There are few published studies in the secular academic arena which have sought pastors’ input on their views on how to handle present psychological and societal issues. This study is unique in that it refrains from defining counseling based on mental health/ psychological assumptions or theological assumptions taught in seminaries. Instead, the study’s goal is to discover the lived experience of pastors and how they counsel based upon their own paradigms.
Pastors were asked the following research questions:
1. What are your thoughts on the causes of violence and trauma in your urban community?
2. How do you deal with the issues of violence and trauma in your own congregation and in your community?
Methods:
Protestant pastors were invited to participate in individual 90 minute face-to-face qualitative interviews. Pastors were solicited via purposive sample, and interviews were done in the community at each pastor’s church location.
Data on ten African American pastors who lead churches in low-income urban areas of Chicago are presented. Data was audio-recorded and explored directly from the audio-taped data with the use of Atlas.ti. A phenomenological methodology was used, with the goal of obtaining the lived experiences of pastors addressing emotional health issues in the urban context.
Results:
Three themes emerged from the interviews:
- Pastors discussed their own areas of struggle and resiliency in relation to violence and trauma. Most pastors discussed serious challenges that occurred in their own lives prior to entering the pastorate (child abuse, childhood domestic violence experiences, being raised in violent communities, etc.). They discussed how they overcame challenges, and how their challenges shape their present interactions with congregations and community.
- Pastors discussed the experience of re-victimization that they themselves presently face. One pastor, for example, discussed dealing with multiple funerals for church youth killed by violence in a very short period of time.

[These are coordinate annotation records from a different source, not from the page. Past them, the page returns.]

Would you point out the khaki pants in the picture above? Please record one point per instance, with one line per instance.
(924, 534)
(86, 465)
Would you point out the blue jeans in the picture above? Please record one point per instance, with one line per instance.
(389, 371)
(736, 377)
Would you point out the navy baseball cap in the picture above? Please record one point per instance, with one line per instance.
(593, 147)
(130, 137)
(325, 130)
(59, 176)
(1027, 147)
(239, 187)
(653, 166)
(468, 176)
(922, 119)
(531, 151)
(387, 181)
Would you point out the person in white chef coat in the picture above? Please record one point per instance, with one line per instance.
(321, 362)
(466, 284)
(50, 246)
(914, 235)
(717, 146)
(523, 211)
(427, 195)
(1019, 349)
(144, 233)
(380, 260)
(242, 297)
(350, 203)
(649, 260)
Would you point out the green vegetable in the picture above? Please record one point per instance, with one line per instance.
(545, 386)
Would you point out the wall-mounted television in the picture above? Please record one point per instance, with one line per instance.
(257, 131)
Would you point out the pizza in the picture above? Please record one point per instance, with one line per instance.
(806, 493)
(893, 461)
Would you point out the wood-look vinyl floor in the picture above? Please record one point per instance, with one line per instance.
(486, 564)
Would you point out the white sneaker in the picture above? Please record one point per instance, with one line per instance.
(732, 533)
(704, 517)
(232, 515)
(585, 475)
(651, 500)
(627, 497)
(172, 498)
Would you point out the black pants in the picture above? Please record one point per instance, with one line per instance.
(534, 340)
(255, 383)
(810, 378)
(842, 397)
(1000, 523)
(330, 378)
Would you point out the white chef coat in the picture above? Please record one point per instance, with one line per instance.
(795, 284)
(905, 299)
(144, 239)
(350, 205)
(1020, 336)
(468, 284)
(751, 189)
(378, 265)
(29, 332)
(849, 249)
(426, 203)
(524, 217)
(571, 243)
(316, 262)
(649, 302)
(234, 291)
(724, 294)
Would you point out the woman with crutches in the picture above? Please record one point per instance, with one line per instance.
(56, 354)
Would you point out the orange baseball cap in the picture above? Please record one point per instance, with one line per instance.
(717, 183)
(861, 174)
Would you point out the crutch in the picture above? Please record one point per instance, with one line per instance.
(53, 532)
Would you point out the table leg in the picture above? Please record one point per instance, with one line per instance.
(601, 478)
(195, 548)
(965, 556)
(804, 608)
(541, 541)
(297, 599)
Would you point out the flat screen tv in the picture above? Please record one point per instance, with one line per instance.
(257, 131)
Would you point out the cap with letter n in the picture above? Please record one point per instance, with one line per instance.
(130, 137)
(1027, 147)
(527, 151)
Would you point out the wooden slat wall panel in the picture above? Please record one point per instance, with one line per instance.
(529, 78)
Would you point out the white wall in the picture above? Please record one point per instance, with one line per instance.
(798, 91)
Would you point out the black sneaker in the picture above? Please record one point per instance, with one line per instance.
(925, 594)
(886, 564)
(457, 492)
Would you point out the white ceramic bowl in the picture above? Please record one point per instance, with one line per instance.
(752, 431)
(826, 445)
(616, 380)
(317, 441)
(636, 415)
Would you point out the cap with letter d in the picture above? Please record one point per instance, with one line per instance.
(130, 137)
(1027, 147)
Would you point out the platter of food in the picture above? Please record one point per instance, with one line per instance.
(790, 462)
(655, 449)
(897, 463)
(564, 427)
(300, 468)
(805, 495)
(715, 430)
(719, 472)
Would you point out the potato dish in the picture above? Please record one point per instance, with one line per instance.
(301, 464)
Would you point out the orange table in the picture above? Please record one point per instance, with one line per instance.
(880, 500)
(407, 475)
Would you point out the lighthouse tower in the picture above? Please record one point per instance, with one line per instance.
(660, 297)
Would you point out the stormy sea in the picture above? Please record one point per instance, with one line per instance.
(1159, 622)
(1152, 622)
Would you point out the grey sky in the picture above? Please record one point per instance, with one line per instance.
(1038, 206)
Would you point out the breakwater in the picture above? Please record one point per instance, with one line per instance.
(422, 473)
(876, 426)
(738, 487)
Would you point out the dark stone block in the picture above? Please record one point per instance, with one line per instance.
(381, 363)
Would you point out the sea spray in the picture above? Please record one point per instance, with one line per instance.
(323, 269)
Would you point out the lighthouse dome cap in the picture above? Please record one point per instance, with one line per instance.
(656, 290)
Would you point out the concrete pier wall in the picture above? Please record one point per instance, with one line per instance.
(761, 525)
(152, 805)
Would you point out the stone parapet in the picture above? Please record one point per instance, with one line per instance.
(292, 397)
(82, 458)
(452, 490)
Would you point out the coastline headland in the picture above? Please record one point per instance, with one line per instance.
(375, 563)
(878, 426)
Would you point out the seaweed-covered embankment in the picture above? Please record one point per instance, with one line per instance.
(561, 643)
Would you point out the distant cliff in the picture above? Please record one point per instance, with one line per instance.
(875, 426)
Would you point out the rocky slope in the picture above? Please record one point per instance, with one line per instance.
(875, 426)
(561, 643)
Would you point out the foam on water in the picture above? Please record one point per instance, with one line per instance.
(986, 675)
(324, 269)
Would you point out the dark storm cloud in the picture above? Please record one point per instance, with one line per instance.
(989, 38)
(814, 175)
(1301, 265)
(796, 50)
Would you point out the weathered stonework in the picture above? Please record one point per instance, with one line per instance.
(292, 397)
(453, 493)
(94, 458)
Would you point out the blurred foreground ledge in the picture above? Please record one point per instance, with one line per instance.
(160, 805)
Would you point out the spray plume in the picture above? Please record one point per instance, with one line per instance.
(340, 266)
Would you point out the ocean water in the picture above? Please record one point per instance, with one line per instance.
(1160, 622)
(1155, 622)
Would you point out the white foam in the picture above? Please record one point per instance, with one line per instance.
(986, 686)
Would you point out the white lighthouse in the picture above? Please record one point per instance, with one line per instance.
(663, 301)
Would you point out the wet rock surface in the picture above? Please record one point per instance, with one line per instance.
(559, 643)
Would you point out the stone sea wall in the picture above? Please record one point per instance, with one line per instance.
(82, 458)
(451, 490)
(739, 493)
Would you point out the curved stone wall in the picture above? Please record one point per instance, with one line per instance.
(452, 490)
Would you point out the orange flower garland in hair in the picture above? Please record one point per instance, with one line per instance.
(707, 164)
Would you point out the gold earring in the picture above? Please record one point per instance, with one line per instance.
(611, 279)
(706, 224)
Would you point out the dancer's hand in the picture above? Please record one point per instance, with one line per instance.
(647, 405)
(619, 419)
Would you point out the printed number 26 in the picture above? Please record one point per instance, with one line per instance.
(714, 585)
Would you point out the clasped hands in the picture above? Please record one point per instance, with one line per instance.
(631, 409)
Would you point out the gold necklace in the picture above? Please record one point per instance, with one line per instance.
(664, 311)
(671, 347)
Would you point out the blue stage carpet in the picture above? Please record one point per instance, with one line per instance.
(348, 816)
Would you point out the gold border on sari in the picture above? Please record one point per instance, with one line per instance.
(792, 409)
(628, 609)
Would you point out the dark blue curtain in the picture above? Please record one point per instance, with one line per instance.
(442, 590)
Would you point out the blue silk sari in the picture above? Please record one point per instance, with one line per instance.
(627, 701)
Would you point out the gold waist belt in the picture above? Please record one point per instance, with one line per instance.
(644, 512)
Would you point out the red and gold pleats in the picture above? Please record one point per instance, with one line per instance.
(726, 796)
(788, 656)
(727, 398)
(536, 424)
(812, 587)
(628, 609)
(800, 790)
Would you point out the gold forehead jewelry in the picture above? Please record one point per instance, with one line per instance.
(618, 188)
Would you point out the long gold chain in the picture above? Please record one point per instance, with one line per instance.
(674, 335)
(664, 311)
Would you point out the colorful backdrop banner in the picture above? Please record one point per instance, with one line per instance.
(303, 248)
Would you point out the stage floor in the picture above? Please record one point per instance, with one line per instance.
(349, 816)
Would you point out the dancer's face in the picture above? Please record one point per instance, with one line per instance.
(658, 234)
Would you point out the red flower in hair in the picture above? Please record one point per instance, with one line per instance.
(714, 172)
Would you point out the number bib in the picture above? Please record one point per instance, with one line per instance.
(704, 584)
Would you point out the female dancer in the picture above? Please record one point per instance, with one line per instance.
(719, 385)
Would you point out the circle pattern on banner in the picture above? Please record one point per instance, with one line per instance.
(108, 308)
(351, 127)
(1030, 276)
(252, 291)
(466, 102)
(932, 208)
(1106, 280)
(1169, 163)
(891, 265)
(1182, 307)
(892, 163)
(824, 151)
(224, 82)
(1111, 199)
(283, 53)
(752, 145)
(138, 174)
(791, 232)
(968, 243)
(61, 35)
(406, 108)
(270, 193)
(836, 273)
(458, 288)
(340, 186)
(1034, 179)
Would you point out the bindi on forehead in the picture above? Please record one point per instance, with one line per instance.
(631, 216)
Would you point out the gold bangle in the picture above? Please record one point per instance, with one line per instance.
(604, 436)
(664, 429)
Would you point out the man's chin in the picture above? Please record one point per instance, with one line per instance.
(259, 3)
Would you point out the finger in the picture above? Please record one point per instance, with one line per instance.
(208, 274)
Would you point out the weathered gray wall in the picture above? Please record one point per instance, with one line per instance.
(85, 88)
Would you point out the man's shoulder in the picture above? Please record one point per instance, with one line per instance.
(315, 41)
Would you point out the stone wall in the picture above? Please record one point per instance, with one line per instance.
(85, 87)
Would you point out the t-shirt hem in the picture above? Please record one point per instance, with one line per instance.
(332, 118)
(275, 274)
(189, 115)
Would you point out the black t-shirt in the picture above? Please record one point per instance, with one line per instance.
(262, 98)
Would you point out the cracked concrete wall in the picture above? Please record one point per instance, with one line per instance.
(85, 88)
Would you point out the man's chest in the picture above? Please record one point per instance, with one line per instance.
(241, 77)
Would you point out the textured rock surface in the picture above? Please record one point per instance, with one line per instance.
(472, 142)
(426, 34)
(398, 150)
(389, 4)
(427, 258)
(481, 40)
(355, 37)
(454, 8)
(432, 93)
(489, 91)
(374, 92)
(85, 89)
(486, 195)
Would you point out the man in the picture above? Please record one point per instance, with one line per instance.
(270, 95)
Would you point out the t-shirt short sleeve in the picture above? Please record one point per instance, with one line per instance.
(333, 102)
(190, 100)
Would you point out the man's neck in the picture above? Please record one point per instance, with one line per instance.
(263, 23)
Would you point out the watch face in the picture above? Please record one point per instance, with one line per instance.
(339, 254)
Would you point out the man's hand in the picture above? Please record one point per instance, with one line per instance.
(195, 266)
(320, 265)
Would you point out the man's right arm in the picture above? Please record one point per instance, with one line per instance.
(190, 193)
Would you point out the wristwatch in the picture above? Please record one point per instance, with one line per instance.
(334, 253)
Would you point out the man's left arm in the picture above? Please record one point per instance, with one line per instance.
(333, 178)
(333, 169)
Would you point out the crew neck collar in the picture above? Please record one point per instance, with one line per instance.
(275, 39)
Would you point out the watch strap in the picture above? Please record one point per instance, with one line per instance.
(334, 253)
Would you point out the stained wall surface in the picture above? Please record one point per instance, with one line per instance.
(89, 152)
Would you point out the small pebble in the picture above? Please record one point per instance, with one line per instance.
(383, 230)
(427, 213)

- They discussed their theological and secular education and how these training experiences shape their interactions with others when dealing with violence and trauma.
Conclusions and Implications:
Through a strength-based emancipatory framework, researchers were able to approach community pastors and engage in non-judgmental, non-assumptive discussions. It is hoped that practitioners' increased understanding of the lived experiences of pastors can lead to healthy collaborations between social work practitioners and community pastors when addressing violence and trauma.